You’re given two indistinguishable envelopes, each containing money.
One envelope contains twice as much money as the other. You may pick one envelope and keep whatever amount it contains.
However, after picking, but before opening the envelope, you’re given the chance to switch your envelope with the other one.
The question is: Should you switch?
The paradox is based on a seemingly logical argument that indicates you should always switch:
- Suppose the amount in your chosen envelope is “x” dollars.
- The other envelope could then contain either 0.5x dollars (if you’ve chosen the one with more money) or 2x dollars (if you’ve chosen the one with less money).
- Thus, there’s a 50% chance the other envelope has 0.5x dollars and a 50% chance it has 2x dollars.
- The expected value of switching, based on this reasoning, is 0.5 * 0.5x + 0.5 * 2x = 1.25x. Since 1.25x is greater than x, it seems like you should always switch.
According to the above logic, it seems you should always switch since, on average, you stand to gain 25% more money by switching. But this contradicts our intuition, as both envelopes were indistinguishable at the start, and there shouldn’t be any advantage in switching.
So where does the paradox lie?
The Two Envelopes Paradox is a classic example of a problem where the maths seems sound, but the conclusion feels counterintuitive.
Here’s the resolution to the paradox:
The flaw lies in the assumption about the possible values in the other envelope based on the value in the envelope you initially pick.
To explain further:
- The Flawed Reasoning: When you pick an envelope and assign the value “X” to its contents without knowing X, you’re essentially treating X as a random variable. However, the analysis that follows makes assumptions about the distribution of possible values of X, which may not be valid.
For instance, let’s assume you pick an envelope, and it has $10. According to the original reasoning, the other envelope could have either $5 or $20 with equal probability. But if you had instead initially picked the other envelope and found it had $5, the reasoning would then say the first envelope could have either $2.50 or $10. So, depending on the arbitrary choice of the first envelope, the problem defines different sets of possible values for the contents of the envelopes, which isn’t consistent.

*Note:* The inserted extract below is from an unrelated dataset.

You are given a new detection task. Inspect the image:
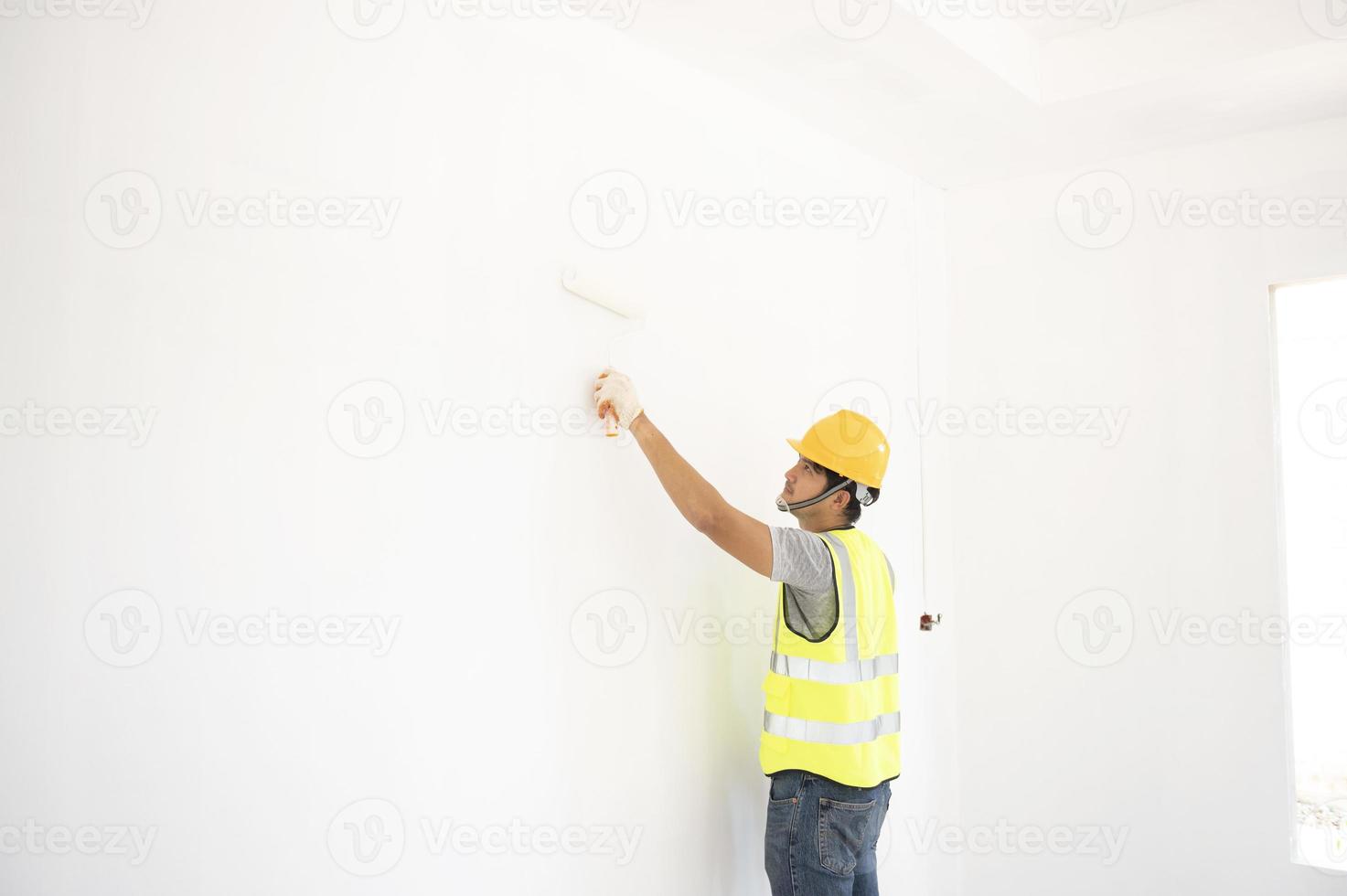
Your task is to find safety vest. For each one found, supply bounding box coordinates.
[758,528,901,787]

- Another Perspective: Let’s consider a concrete scenario to highlight the flaw. Imagine there’s a 50% chance the smaller envelope has $5 and a 50% chance it has $100. This means the larger envelope could have either $10 or $200. If you pick an envelope and see $100, you might be tempted by the flawed reasoning to think there’s a 50% chance the other envelope has $50 and a 50% chance it has $200, giving an expected value of $125 for switching. However, in reality, if you see $100, the other envelope can only have $50. The original “expected value” argument fails because it doesn’t account for the known distribution of amounts.
- Conclusion: In essence, the paradox arises from a subtle misapplication of probability and expected value. The distributions of possible amounts in the envelopes are not established or consistent, so an expected value calculation based on the assumption of “X” is not valid.
Given that you know nothing about the distribution of the amounts in the envelopes, there is no advantage to switching. The expected gain from switching is the same as the expected gain from not switching, so the choice doesn’t matter.